With its PensionsRisk Insurance (PRI), the firm targets medium to large sized DB pension schemes It says that these plans are employers' biggest problem due to their potential high volatility and scheme deficits.
PensionRisk says that the full DB pension buy-out, while taking the problem away from a sponsoring company, is an expensive option. As an alternative, it offers an insurance contract, which transfers the risks to insurers to protect the development of closed DB schemes over a 10-year period.
During the policy, the insurer funds all pensions to scheme members and at the end of the period returns the assets at least equivalent to the value of the scheme liabilities, so the scheme is in zero deficit.

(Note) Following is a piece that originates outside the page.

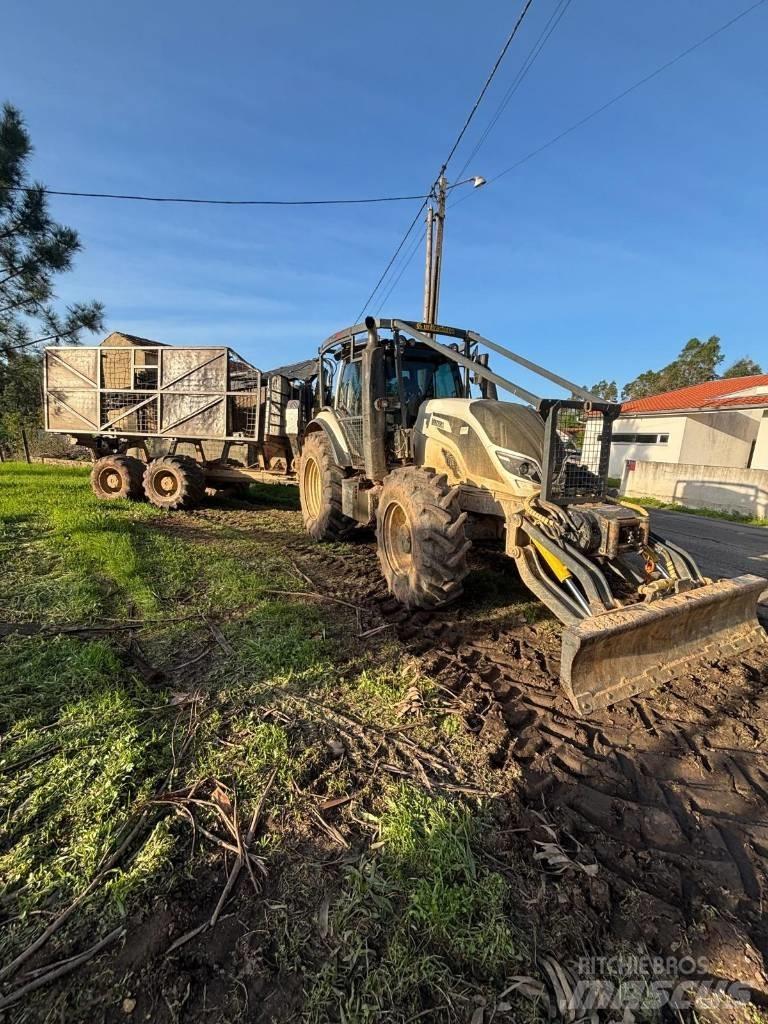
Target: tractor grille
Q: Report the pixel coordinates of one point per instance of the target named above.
(577, 451)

Due to changes in longevity, a 10-year policy is "a better bet" than a buy-out, according to consultant Andrew Campbell-Hart, one of the partners in the PensionRisk joint venture with law firm Beachcroft and consultancy firm Paterson Martin.
Arguing that the insurance creates "significant" stability but at a lower cost, Campbell-Hart said: "£30m buys you complete extinction, £5m buys you protection for 10 years. And you tell me, because we don't know anything about the future, which is the better bet?"

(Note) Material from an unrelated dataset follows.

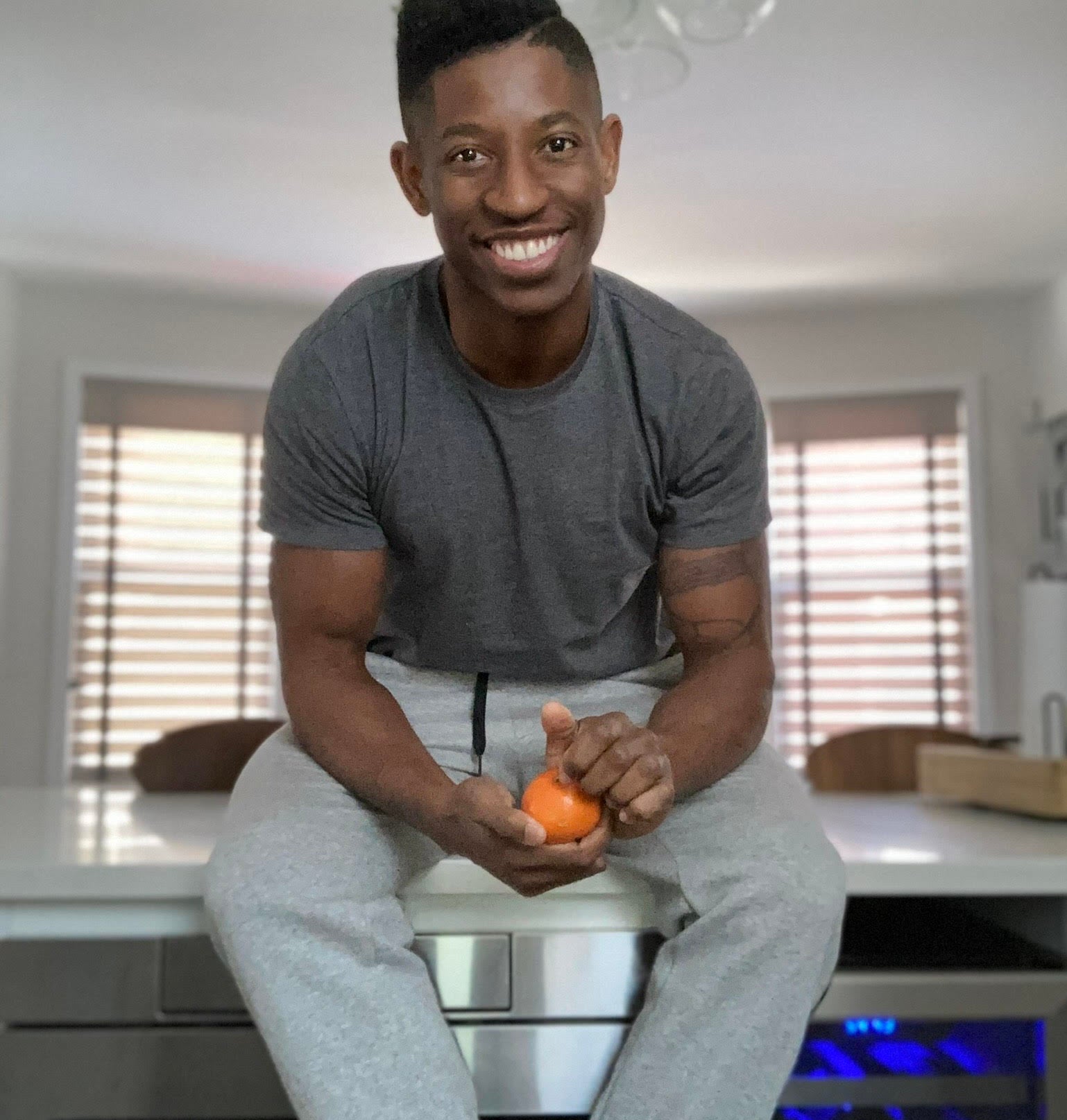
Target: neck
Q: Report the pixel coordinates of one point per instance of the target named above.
(515, 351)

The insurance is mainly aimed at the UK, though the firm is looking to also offer PRI in the US. No pension schemes have signed up yet, but a number have shown interest, according to the firm.

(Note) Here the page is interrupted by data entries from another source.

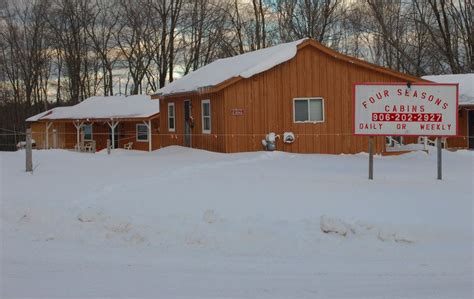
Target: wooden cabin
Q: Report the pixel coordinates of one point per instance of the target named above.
(130, 122)
(301, 88)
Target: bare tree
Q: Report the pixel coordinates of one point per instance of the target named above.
(133, 36)
(302, 18)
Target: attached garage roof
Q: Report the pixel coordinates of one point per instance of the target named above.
(245, 66)
(223, 72)
(111, 107)
(466, 85)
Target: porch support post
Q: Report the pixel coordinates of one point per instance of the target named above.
(148, 125)
(78, 126)
(48, 125)
(112, 124)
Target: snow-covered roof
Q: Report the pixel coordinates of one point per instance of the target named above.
(245, 66)
(466, 85)
(104, 107)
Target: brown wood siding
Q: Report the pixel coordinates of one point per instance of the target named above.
(267, 100)
(213, 141)
(39, 134)
(67, 134)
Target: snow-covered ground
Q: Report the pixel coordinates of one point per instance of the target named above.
(181, 223)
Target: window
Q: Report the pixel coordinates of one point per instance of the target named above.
(309, 110)
(87, 130)
(142, 132)
(206, 116)
(171, 118)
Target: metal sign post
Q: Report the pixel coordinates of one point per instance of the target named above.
(28, 151)
(405, 109)
(371, 158)
(440, 170)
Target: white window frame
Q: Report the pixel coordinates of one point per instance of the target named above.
(207, 101)
(136, 130)
(92, 132)
(174, 117)
(309, 111)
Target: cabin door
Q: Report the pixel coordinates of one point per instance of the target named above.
(116, 137)
(470, 128)
(187, 123)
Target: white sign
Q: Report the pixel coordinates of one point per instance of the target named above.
(399, 109)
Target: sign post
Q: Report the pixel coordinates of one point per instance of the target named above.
(371, 158)
(405, 109)
(439, 159)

Mark Wood said PensionRisk is not a threat: "On the contrary, I think that if the product is well priced, it may well be something that we will make use of ourselves. It is a variation on short term reinsurance and its value will depend on the pricing, but I am sure that some companies will find the proposition attractive."
Paternoster announced that in 2006 it had been selected by pension fund trustees as the annuity provider for schemes totalling £300m.
"At 2006 year end, the total value of assets transferred to Paternoster in relation to these [£300m] was £123m," the firm added.
Wood told IPE: "We were quite surprised by how quickly the market developed and is developing."
For 2007 he predicts that many more company will look to transfer the risk of the costs of their DB pensions to an insurance company, "and many of those companies will be strong companies, with strong balance sheets, and they will be looking to avoid risk," Wood said.
He foresees further growth over the two years: "Companies are considering the combination of improving life expectancy and the changes to the accounting standards FRS17, which require more executive disclosure of pension liabilities. In addition, the increasing costs of the PPF are causing these companies to consider whether now is the time to transfer the DB pension plan off the balance sheet."